If there are just a few cattle barons, and they share all or at least nearly all of the common grazing, a means to detect violations might be all that is needed. If I catch you violating the agreement, the deal is off and all of us will suffer.

If there are a lot of cattle owners, or if the community itself is burdened with too much of the cost, some sort of enforcement and penalty is needed. If you violate the agreement, we will impose enough individual pain to overcome that individual incentive. When everyone backs off, everyone benefits.
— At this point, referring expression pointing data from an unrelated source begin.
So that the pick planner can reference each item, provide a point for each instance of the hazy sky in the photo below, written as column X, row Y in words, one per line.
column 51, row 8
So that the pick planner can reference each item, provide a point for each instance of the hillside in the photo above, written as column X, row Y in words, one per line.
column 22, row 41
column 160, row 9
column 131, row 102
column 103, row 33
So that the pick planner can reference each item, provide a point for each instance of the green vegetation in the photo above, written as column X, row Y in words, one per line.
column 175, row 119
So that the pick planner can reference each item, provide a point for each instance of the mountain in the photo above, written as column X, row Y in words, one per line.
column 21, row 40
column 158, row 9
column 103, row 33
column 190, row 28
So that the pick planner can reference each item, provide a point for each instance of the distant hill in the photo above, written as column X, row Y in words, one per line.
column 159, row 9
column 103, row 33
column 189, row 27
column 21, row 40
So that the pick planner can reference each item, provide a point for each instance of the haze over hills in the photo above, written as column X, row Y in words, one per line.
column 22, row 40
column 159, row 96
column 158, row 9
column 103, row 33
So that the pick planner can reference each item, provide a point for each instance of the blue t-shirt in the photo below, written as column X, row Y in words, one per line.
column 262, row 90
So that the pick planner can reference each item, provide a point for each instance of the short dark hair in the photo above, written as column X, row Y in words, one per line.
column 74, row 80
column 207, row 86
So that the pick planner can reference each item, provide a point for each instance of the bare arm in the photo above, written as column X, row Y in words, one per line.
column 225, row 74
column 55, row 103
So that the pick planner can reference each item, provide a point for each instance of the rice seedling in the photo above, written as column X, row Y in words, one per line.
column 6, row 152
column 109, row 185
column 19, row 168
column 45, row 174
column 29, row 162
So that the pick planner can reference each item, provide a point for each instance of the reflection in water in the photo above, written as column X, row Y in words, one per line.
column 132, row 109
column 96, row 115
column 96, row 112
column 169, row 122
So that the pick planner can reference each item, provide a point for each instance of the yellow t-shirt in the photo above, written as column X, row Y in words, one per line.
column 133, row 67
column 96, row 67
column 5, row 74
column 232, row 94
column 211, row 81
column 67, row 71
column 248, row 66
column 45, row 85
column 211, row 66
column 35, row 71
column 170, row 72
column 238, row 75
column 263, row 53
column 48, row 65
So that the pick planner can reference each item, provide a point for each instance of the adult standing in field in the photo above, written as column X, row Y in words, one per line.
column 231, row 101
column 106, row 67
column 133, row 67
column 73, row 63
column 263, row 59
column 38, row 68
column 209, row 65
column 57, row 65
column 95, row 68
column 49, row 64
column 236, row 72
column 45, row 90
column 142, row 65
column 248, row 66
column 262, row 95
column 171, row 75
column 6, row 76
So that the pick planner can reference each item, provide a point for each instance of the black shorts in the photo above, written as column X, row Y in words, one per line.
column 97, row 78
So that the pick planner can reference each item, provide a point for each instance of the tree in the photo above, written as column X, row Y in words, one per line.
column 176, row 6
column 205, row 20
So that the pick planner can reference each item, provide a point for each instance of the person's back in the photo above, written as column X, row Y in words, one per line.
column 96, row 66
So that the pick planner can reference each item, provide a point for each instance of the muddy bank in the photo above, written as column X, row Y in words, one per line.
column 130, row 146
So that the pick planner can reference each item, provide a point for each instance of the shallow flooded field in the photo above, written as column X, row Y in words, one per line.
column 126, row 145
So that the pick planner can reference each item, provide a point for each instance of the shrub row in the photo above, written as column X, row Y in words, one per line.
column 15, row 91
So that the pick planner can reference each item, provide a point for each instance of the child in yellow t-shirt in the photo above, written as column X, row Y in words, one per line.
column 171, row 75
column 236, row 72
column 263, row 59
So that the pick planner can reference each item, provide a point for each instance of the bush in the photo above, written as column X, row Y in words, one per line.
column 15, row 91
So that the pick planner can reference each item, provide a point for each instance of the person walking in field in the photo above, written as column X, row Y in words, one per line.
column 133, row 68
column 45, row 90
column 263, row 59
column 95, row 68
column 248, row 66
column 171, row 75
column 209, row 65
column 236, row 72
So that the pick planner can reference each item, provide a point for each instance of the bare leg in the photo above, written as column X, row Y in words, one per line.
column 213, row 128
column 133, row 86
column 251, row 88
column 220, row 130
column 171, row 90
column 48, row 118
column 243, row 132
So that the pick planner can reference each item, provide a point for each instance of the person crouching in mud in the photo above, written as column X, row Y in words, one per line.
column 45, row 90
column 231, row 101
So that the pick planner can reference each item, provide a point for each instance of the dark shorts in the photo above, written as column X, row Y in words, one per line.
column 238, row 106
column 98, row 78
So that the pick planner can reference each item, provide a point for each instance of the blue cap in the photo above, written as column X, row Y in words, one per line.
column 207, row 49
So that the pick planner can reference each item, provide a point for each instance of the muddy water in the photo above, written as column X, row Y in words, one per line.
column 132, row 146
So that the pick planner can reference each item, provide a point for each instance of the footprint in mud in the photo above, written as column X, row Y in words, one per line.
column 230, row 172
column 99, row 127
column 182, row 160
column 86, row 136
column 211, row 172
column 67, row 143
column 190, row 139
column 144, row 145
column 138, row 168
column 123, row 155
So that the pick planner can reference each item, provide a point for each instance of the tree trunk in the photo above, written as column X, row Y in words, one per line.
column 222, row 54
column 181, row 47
If the non-cattle community interest is way greater than the combined interest of the cattle owners, the community may decide to impose an agreement. Families want a place to walk or picnic or fish. Perhaps the cost to the community of replanting is prohibitive.

There are actions that would meet the standards of other ideologies. The commons may simply be placed off limits to cattle. Or a fee may be imposed. In a libertarian world, the commons itself would be abolished and sold to individual owners. There is no Tragedy of the Commons if there is no commons. This is also becoming the preferred solution of Republicans.
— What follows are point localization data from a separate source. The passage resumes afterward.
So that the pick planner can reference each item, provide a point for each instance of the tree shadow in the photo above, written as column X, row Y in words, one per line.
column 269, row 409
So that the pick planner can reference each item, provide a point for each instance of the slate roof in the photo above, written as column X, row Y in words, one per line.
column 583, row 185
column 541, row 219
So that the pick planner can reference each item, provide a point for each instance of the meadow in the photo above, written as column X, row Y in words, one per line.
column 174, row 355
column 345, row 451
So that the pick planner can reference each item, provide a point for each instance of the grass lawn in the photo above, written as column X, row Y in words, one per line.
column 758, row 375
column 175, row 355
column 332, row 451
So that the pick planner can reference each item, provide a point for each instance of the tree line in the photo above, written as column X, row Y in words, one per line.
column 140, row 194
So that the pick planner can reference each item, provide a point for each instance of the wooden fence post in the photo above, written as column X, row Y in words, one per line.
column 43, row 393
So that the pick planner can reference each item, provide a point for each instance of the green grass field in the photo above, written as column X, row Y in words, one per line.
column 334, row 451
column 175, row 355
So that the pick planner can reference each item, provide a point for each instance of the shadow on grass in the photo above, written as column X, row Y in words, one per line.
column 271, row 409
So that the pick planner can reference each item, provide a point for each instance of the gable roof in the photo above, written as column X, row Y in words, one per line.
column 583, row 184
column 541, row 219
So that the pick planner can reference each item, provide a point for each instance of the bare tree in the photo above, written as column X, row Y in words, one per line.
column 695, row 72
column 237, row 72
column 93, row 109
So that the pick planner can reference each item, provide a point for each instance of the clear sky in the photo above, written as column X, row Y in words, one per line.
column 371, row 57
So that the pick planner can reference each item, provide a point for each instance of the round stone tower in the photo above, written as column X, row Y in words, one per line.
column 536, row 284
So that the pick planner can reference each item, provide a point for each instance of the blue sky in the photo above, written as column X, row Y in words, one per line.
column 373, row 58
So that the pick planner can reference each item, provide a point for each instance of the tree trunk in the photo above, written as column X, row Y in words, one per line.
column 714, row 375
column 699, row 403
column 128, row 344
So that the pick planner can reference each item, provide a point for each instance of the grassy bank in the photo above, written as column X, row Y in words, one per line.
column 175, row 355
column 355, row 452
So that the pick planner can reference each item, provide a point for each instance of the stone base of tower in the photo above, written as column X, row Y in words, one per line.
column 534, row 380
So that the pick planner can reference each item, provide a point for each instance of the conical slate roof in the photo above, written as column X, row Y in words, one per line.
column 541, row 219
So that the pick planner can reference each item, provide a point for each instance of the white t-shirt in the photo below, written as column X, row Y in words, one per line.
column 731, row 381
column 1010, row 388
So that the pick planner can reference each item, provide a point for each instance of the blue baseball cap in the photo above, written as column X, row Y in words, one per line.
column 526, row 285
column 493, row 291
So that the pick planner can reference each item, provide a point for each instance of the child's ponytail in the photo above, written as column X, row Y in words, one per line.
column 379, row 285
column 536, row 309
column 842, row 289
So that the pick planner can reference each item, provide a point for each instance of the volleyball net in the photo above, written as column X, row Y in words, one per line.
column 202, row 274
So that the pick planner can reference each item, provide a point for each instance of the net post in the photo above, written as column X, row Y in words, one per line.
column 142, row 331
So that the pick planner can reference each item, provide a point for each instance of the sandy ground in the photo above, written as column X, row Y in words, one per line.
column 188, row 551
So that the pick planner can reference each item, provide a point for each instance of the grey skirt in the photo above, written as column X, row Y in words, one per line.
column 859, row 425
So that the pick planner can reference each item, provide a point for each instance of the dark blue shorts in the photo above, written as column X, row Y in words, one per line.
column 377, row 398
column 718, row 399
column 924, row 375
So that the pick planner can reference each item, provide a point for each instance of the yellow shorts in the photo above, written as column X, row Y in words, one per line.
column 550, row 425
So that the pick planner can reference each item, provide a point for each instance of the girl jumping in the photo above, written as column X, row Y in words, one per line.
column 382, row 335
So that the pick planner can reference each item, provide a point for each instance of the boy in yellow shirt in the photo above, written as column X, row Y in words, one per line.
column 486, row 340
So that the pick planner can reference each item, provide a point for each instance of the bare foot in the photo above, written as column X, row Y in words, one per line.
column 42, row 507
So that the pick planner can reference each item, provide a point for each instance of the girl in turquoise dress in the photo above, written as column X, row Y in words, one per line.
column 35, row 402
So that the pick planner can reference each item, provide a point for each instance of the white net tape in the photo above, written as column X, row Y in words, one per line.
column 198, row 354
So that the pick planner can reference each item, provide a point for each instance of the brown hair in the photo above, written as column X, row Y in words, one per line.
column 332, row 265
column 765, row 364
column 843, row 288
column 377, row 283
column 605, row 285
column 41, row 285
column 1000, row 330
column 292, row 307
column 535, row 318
The Tragedy of the Commons becomes the complex common problem of all when the commons is not easily divided but does affect everyone: for example the air we breathe or the water we drink.

Those are some of the problems in North Carolina, where the issue is hog farming.
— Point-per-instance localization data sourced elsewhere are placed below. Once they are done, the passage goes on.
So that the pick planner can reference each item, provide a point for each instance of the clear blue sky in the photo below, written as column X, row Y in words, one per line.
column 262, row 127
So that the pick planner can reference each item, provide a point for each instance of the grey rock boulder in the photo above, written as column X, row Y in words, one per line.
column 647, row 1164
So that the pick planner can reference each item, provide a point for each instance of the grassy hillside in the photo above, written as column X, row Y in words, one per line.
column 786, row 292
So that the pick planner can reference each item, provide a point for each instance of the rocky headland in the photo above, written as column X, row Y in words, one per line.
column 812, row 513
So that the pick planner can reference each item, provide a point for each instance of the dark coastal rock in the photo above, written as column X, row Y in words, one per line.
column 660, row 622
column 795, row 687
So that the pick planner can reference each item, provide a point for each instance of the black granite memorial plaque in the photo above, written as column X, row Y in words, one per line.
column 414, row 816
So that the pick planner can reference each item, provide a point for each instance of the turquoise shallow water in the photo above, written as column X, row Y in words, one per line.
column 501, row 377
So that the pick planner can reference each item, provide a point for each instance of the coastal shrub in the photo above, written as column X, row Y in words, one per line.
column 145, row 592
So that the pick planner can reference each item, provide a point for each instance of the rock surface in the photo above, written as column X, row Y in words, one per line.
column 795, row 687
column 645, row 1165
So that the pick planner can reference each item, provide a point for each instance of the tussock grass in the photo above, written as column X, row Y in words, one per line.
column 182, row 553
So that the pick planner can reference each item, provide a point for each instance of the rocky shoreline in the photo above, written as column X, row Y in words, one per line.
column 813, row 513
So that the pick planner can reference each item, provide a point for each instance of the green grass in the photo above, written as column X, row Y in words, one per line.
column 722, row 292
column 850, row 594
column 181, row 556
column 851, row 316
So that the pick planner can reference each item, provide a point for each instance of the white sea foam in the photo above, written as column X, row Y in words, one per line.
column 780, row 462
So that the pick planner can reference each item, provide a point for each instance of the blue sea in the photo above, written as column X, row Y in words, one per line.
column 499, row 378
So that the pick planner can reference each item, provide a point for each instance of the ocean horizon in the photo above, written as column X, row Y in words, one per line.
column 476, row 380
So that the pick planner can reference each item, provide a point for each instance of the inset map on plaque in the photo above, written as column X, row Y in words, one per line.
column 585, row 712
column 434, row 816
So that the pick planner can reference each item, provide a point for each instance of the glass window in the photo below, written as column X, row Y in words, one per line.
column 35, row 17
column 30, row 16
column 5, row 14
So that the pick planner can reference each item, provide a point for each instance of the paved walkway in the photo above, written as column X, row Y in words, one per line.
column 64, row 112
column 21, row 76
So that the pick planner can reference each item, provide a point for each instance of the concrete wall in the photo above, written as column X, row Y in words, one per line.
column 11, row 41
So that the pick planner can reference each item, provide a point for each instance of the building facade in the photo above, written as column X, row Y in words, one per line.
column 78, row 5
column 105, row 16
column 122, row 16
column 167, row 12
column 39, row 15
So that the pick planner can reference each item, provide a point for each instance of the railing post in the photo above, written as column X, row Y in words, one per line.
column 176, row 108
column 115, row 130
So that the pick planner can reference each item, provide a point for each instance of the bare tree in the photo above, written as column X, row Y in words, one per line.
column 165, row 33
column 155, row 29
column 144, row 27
I want to sit out in the front porch today but I can’t because of the spray.

Rene Miller, Warsaw, NC, interviewed by CBS News

Hogs used to be raised on small family farms. But the efficiencies of growth have overcome tradition. Huge mega-corporations with massive populations of hogs have a waste problem. They solve it by channeling hog sewage into mammoth cesspools lovingly known as lagoons.

It’s the way they get rid of their waste that’s really most problematic. The hogs dump their feces and urine on the floor. It goes under the hog house out to a lagoon.

Rick Dove, Water Keeper Alliance

North Carolina prohibits direct dumping of waste into rivers and streams. That sounds like it might work. But runoff from the land is pretty much unregulated.

When lagoons get full, hog factory farms don’t release the waste into waterways. They spray the sewage on fields as manure. That’s the spray Rene Miller complains about. Then it runs into waterways.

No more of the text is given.